11.) Die Ersteingriffs- oder Wiederholungsgefahr, die eine materielle Klagsvoraussetzung für den nachbarrechtlichen Unterlassungsanspruch der Kläger darstellt (Holzner in Kletecka/Schauer aaO Rz 16; RIS-Justiz RS0010553 [T1]) und nicht engherzig zu beurteilen ist (RIS-Justiz RS0010497), kann nicht schon damit verneint werden, dass nach den Feststellungen des Erstgerichts eine Verbesserung des Zustands durch die 2006 vorgenommene Sanierung der Uferbauten erzielt werden konnte, wenn bei verstärkter Belastung des linken Ufers die Gefahr von Bodenerosionen im Zuge von Hochwassern besteht.

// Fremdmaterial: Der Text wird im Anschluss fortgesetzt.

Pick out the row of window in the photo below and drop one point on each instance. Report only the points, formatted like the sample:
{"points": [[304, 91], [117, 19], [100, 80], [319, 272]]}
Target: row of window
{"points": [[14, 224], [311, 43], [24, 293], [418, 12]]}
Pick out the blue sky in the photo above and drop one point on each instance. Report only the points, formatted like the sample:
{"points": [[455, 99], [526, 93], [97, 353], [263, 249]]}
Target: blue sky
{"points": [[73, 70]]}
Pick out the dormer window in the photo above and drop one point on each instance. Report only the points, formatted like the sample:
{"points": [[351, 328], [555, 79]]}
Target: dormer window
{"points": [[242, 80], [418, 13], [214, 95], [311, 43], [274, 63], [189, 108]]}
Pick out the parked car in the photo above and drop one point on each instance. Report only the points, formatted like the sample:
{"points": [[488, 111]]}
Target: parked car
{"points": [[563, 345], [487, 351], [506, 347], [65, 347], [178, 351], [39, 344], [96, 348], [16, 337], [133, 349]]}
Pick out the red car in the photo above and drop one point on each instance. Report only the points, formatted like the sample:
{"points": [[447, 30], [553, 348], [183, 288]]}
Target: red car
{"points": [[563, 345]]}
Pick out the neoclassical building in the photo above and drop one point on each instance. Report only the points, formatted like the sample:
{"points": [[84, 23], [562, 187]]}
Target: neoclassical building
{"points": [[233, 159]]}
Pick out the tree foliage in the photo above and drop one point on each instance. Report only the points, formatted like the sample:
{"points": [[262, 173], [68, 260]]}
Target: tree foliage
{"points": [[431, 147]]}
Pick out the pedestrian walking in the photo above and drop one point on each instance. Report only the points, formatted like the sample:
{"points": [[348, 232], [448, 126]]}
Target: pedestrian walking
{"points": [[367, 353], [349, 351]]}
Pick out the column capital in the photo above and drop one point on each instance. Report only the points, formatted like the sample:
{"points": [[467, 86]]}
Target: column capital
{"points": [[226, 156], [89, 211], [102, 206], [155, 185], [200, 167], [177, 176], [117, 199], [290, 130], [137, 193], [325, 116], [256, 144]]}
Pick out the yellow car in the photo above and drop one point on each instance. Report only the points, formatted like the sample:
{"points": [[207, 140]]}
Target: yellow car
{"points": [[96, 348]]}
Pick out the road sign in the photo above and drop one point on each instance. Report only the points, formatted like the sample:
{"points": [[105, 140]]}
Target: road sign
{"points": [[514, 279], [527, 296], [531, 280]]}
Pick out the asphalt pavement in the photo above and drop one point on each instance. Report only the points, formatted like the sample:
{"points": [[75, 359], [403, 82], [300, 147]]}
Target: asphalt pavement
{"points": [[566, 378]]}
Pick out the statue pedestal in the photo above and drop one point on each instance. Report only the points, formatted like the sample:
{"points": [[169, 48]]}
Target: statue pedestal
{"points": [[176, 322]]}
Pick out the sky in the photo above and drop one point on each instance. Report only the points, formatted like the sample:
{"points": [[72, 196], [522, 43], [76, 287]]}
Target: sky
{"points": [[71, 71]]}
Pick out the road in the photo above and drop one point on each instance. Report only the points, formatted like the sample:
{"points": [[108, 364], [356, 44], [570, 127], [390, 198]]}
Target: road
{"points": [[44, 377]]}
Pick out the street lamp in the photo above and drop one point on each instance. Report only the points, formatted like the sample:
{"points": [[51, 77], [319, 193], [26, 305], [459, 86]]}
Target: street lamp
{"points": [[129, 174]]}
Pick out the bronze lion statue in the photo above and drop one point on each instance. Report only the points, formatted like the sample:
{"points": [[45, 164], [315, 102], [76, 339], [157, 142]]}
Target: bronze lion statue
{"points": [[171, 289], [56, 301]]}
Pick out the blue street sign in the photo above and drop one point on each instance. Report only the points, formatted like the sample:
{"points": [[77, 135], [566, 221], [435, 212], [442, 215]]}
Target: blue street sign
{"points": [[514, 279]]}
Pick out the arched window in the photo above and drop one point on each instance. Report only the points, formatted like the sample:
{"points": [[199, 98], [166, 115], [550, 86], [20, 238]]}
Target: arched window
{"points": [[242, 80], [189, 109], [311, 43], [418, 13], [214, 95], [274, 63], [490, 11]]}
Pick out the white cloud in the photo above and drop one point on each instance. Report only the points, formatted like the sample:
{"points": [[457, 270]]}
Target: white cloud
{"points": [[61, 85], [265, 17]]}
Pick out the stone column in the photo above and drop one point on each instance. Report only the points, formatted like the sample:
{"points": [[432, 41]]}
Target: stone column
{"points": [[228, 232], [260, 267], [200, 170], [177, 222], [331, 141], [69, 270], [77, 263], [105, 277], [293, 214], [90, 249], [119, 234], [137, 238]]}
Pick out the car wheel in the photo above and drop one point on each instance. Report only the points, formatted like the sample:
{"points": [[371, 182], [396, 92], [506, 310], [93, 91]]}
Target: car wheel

Dies ist eben noch zu klären. Entscheidend für das Vorliegen der Wiederholungsgefahr ist, dass ein fortdauernder Zustand dem Kläger keine Sicherheit vor weiteren Eingriffen in sein Eigentum bietet (RIS-Justiz RS0010497 [T3]).
12.) In seiner neuerlichen Entscheidung wird sich das Berufungsgericht also mit der Beweisrüge der beklagten Partei zu den Fragen der Änderung des natürlichen Fließverhaltens und ihrer Auswirkungen zu befassen haben.
13.) Der Kostenenvorbehalt gründet sich auf § 52 ZPO.